Le Kosovo, régime de transition ou hybride, a entrepris des efforts significatifs affichant enfin leurs résultats, mais beaucoup de choses restent encore à améliorer. Dans l’indice de perception de la corruption de 2022, le pays a obtenu de meilleurs résultats (score : 41 ; rang 84) que la Serbie (score : 36 ; rang : 101). Selon l’enquête Global freedom house 2023, il a marqué, avec son partenaire difficile la Serbie, 8 points de moins et 7 points de moins que la Macédoine du Nord, l’Albanie et le Monténégro respectivement (60/100 points contre 68/100, 67/100 et 67/100). La Bosnie-Herzégovine, sans surprise, a été la moins performante avec 52/100 points.

Malgré son long isolement, ses promesses reportées et ses désillusions, comme le dernier changement de stratégie des États-Unis et de l’UE, le Kosovo est optimiste quant au potentiel de la région pour sa propre prospérité et celle de l’ensemble des Balkans occidentaux. Après tout, le renforcement de la coopération régionale et l’amélioration des relations avec leurs voisins sont des critères difficiles à remplir sur la route vers l’UE. En d’autres termes, il s’agit d’un élément crucial du processus de stabilisation et d’association (PSA).

Les Kosovars ont des sentiments plus élevés d’espoir à propos de la région, si on les compare à leurs voisins. Ils ne pensent pas aux conflits lorsqu’ils parlent de leurs voisins, mais ils ne considèrent pas non plus la coopération comme un caractère distinctif de leurs relations mutuelles. À cet égard, ils sont assez pessimistes suivis par la Serbie. Dans le même temps, cependant, l’Albanie, la Macédoine du Nord, le Monténégro et la Bosnie-Herzégovine voient d’un bon œil la coopération régionale.

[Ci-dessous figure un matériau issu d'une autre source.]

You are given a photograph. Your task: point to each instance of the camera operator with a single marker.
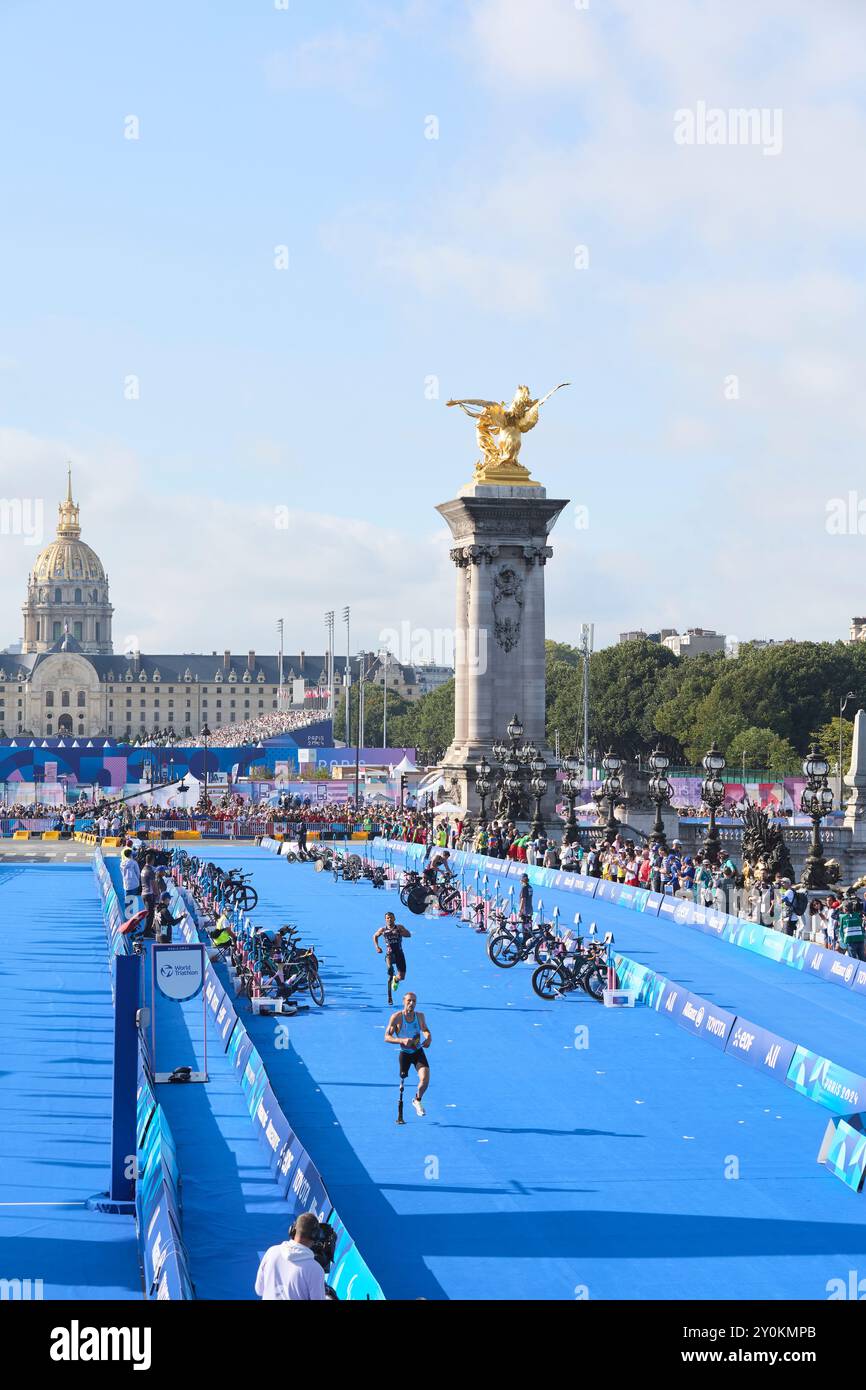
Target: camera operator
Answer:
(291, 1269)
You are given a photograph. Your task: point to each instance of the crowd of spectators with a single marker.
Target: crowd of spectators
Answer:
(253, 730)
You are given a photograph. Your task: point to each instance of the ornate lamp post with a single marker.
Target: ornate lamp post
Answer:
(483, 787)
(610, 791)
(816, 802)
(660, 791)
(538, 787)
(570, 784)
(206, 736)
(712, 795)
(509, 756)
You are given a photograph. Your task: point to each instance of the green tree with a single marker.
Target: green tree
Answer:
(681, 690)
(427, 724)
(827, 740)
(623, 698)
(373, 713)
(762, 748)
(562, 652)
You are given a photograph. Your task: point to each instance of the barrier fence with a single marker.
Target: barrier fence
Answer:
(292, 1166)
(159, 1214)
(157, 1190)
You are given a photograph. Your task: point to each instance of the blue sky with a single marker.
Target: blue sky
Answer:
(452, 259)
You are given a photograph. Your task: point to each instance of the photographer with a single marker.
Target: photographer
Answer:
(291, 1269)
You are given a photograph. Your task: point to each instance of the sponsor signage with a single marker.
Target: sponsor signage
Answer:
(761, 1048)
(826, 1082)
(178, 970)
(706, 1020)
(831, 966)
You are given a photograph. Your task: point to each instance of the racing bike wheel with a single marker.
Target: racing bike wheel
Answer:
(549, 982)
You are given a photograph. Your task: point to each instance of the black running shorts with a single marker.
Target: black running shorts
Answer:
(417, 1059)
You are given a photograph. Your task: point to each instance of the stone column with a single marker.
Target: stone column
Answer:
(460, 644)
(501, 555)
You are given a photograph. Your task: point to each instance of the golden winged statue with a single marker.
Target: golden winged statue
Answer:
(499, 430)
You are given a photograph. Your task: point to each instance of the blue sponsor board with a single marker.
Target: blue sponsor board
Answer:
(826, 1082)
(761, 1048)
(161, 1247)
(645, 983)
(349, 1276)
(306, 1191)
(670, 998)
(174, 1282)
(239, 1048)
(676, 909)
(253, 1082)
(608, 891)
(288, 1161)
(705, 1019)
(829, 965)
(844, 1150)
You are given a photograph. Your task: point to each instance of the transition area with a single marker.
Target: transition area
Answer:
(56, 1048)
(569, 1151)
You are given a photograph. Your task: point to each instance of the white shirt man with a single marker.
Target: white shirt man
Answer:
(289, 1271)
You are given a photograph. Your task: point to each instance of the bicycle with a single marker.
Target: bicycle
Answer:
(583, 969)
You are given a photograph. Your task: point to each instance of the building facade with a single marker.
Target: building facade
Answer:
(66, 679)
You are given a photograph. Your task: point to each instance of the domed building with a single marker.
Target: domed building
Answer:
(67, 681)
(67, 591)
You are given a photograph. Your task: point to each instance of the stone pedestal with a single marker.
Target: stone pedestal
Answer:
(855, 783)
(501, 551)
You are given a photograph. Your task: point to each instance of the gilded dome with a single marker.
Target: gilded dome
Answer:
(68, 556)
(67, 559)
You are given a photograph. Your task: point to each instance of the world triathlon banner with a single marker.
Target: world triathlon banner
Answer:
(92, 763)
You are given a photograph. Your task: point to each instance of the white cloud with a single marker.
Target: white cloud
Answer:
(533, 45)
(191, 571)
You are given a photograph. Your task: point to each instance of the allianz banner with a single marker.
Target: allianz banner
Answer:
(676, 909)
(830, 965)
(705, 1020)
(761, 1048)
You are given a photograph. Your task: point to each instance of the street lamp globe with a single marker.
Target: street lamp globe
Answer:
(659, 762)
(516, 727)
(815, 766)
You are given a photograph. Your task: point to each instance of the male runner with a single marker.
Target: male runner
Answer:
(407, 1030)
(394, 934)
(439, 861)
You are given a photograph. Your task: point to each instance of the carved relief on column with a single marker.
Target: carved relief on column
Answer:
(537, 553)
(508, 606)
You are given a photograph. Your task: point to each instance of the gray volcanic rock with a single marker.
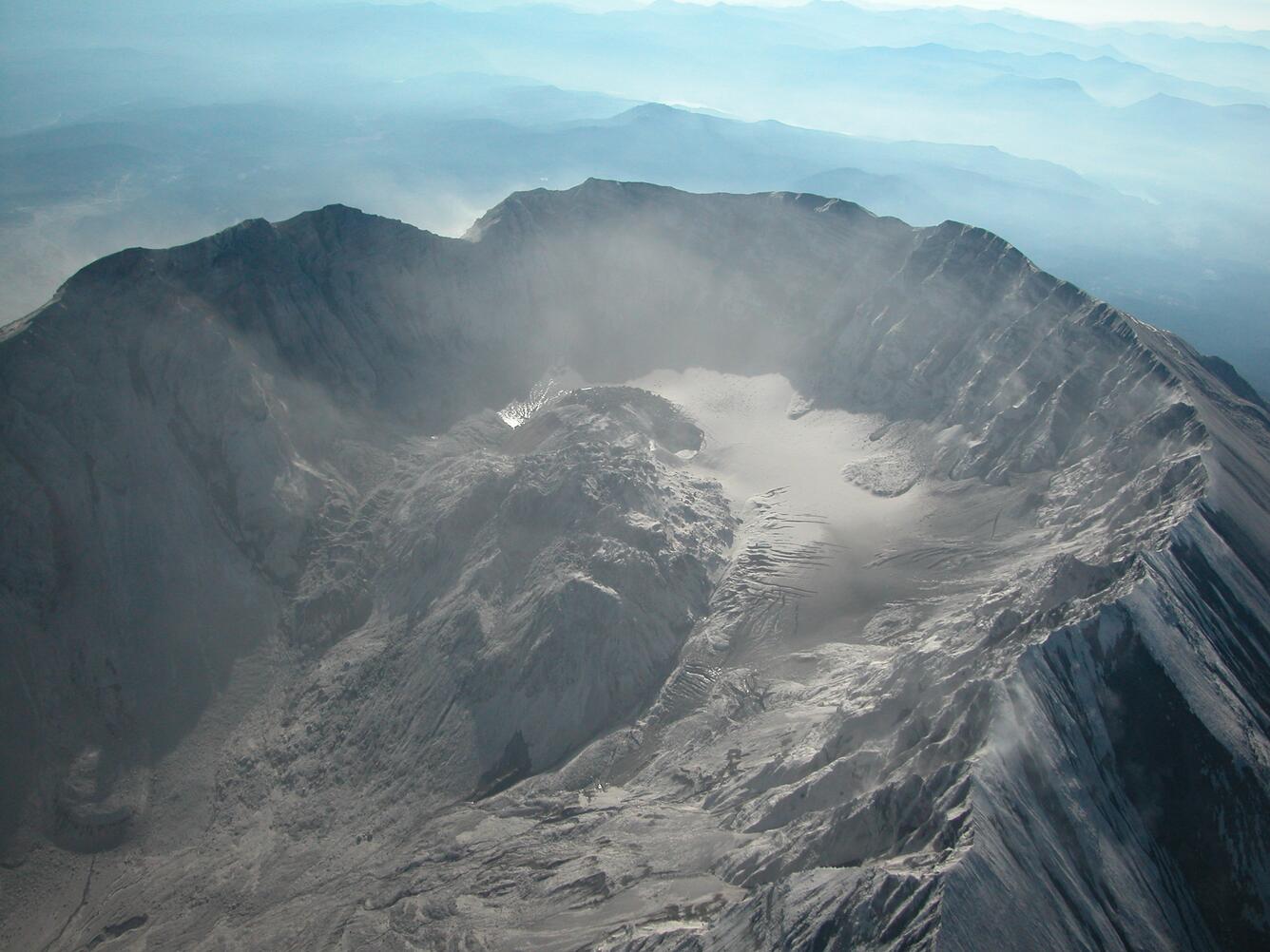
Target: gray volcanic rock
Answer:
(310, 648)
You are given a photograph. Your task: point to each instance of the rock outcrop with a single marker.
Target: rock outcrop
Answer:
(310, 648)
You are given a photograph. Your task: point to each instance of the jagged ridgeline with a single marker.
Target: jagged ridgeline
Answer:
(877, 592)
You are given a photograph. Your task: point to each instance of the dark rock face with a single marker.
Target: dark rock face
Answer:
(280, 592)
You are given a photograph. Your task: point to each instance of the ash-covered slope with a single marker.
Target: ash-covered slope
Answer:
(934, 619)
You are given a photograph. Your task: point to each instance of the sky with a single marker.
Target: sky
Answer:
(1240, 14)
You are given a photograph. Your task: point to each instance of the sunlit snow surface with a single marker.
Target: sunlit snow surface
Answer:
(555, 382)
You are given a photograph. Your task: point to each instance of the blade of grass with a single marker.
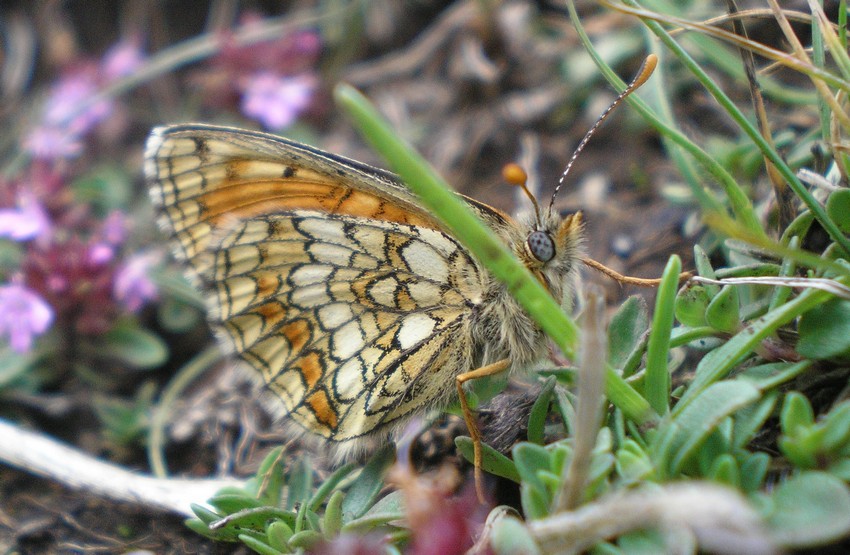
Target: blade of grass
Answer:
(719, 362)
(474, 234)
(738, 200)
(657, 382)
(733, 111)
(450, 209)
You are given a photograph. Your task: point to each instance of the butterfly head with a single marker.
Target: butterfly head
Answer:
(550, 241)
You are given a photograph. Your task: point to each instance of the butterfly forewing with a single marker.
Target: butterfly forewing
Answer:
(326, 279)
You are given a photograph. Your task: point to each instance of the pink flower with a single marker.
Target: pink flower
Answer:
(23, 315)
(133, 285)
(28, 221)
(123, 59)
(114, 228)
(50, 143)
(69, 105)
(276, 101)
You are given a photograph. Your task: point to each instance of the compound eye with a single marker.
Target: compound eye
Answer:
(541, 245)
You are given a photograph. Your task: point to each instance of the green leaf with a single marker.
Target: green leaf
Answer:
(753, 471)
(702, 416)
(299, 482)
(492, 461)
(258, 545)
(305, 539)
(177, 316)
(626, 330)
(510, 537)
(723, 312)
(797, 414)
(837, 427)
(529, 460)
(691, 304)
(366, 487)
(725, 470)
(205, 515)
(107, 188)
(330, 483)
(812, 508)
(535, 502)
(825, 331)
(838, 208)
(657, 380)
(388, 509)
(14, 365)
(332, 521)
(278, 534)
(749, 420)
(135, 346)
(539, 411)
(232, 502)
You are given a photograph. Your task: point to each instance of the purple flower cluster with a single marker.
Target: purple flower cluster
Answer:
(272, 83)
(73, 271)
(74, 108)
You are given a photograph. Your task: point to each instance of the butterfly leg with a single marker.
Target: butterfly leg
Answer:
(474, 434)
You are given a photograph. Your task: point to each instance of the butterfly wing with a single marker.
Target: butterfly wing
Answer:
(326, 276)
(352, 323)
(203, 176)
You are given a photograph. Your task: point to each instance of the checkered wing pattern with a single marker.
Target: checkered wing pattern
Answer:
(324, 275)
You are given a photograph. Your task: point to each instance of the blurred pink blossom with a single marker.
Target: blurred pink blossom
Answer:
(73, 109)
(277, 101)
(123, 59)
(26, 222)
(23, 315)
(133, 286)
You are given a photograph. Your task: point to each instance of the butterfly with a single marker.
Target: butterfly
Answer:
(353, 306)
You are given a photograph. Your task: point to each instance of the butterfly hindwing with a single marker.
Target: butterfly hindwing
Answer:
(325, 276)
(342, 315)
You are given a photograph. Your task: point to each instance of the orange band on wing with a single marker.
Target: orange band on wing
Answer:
(250, 199)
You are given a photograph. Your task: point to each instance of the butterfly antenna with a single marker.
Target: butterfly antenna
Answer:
(515, 175)
(645, 71)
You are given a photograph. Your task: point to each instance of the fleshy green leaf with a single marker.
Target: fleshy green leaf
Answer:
(626, 329)
(825, 331)
(366, 487)
(135, 346)
(723, 312)
(810, 509)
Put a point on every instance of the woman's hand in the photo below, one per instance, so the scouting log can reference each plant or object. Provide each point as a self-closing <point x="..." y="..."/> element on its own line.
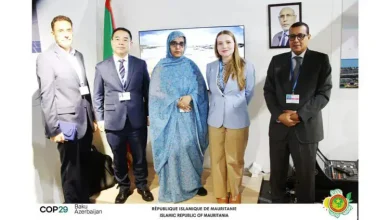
<point x="185" y="103"/>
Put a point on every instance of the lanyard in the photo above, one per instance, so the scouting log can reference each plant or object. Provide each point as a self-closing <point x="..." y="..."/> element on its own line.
<point x="292" y="75"/>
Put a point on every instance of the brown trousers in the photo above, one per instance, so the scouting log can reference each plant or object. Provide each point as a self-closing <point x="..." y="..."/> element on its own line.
<point x="227" y="148"/>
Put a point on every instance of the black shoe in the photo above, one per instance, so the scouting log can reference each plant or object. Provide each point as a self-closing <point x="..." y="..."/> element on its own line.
<point x="146" y="194"/>
<point x="202" y="191"/>
<point x="124" y="193"/>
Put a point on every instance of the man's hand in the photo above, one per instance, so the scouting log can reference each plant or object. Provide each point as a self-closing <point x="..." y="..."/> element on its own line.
<point x="95" y="126"/>
<point x="286" y="119"/>
<point x="101" y="125"/>
<point x="59" y="138"/>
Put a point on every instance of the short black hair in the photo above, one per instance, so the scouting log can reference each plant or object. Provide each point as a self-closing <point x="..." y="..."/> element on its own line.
<point x="121" y="29"/>
<point x="298" y="24"/>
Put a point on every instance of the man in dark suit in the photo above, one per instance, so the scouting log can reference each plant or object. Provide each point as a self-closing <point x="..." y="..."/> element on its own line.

En matière d’amélioration des relations intrarégionales par rapport à l’an dernier, les Albanais et les Kosovars ont tendance à tisser des liens plus étroits par rapport à leurs homologues régionaux. Au fil du temps, l’Albanie a été l’allié le plus proche du Kosovo et cela est resté inchangé jusqu’ en 2022. Pourtant, la décision récente du Premier ministre albanais Edi Rama d’envoyer un projet de proposition pour la création de l’Association des municipalités serbes (ASM) à Berlin et à Paris a inévitablement tendu les relations mutuelles des deux pays, compte tenu des réticences de son homologue Albin Kurti sur une telle association. « Nous n’avons pas peur de l’association, nous sommes vigilants car Belgrade utilise les municipalités du nord pour ne pas reconnaître le Kosovo », a déclaré le Premier ministre Kosovar.

Malgré les récentes relations tendues avec Tirana, les deux parties continuent d’entretenir des relations productives. On ne peut pas en dire autant de Belgrade. De plus, la raison d’être du lancement du dialogue facilité par l’UE en 2011 était de rapprocher les deux parties pour un accord de normalisation juridiquement contraignant entre les deux. À l’heure actuelle, cependant, nous sommes de nouveau dans une situation où tous les efforts passés ont été mis à rude épreuve. Pire que cela, Washington prend ses distances avec son ami des Balkans, tout en accusant Kurti de mener son pays dans l’impasse. Bruxelles a adopté la même attitude. Pourtant, le changement de stratégie américano-européenne envers le Kosovo ne s’est pas fait en quelques mois. Washington et Bruxelles ont toujours poursuivi des doubles standards. Mais ceux-ci sont devenus plus évidents, une fois confrontés à la menace croissante de l’influence russe, via son frère la Serbie, dans les Balkans occidentaux.

Malgré le récent accident, les Albanais et les Kosovars partagent un avis similaire, suivis juste après par les Serbes et dans une moindre mesure par les Macédoniens, les Monténégrins et les Bosniens, sur le fait que la coopération régionale peut contribuer à améliorer la situation politique, économique ou sécuritaire dans leurs sociétés respectives. Concernant l’adhésion à l’UE et ses effets sur l’économie, les Kosovars pensent que ce serait une bonne chose. Pourtant, ils sont dépassés par leurs confrères en Albanie et suivis par le Monténégro, la Bosnie-Herzégovine, la Macédoine du Nord et la Serbie. Quant à ce que signifierait personnellement l’adhésion à l’UE, les Kosovars ont répondu en plus grand nombre que leurs voisins qu’il s’agirait de la liberté de voyager, suivis respectivement de la Serbie, de la Bosnie-Herzégovine, de la Macédoine du Nord, du Monténégro et de l’Albanie.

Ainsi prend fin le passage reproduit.